Im studying 'Advanced Calculus' in 'Loomis-Shlomo's' book, and got stuck at a question in page 50, question 3.23:
http://www.math.harvard.edu/~shlomo/docs/Advanced_Calculus.pdf
"Suppose T is nilpotent, S commutes with T, $S^{-1}$ exists. $S,T \in Hom (V)$, show that $(S-T)^{-1}$ exists."
Ive tried to substitute I-S+T = x in the formula of question 3.22 and didn't succeed...
Could anyone give a hint?
On
One trick is to formally compute via power series. Disclaimer: inequalities all come with a grain of salt, the final result is what matters.

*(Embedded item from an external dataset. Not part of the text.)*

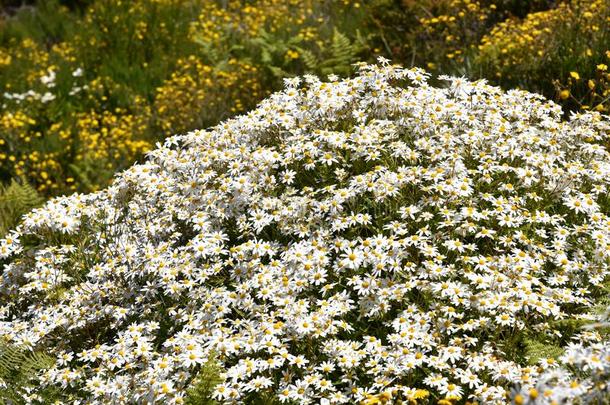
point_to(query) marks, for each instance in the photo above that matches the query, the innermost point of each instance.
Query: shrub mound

Try writing $$ (S-T)^{-1}=S^{-1}(I-S^{-1}T)^{-1}=\\ S^{-1}\sum_{k=0}^\infty S^{-k}T^{k} $$ which is in fact the finite sum (this is good), $$ \sum_{k=0}^nS^{-k-1}T^k $$ where $n$ is the order with $T^n=0$.
One may now check this is an inverse directly.
Well, $S-T=S(I-S^{-1}T)$, so if $I-S^{-1}T$ is invertible, then so is $S-T$.
We are given $ST=TS$. Therefore $S^{-1}T=TS^{-1}$. We are also given $T$ nilpotent, so $T^n=0$ for some $n$. What can we deduce from these about $S^{-1}T$? About $I-S^{-1}T$?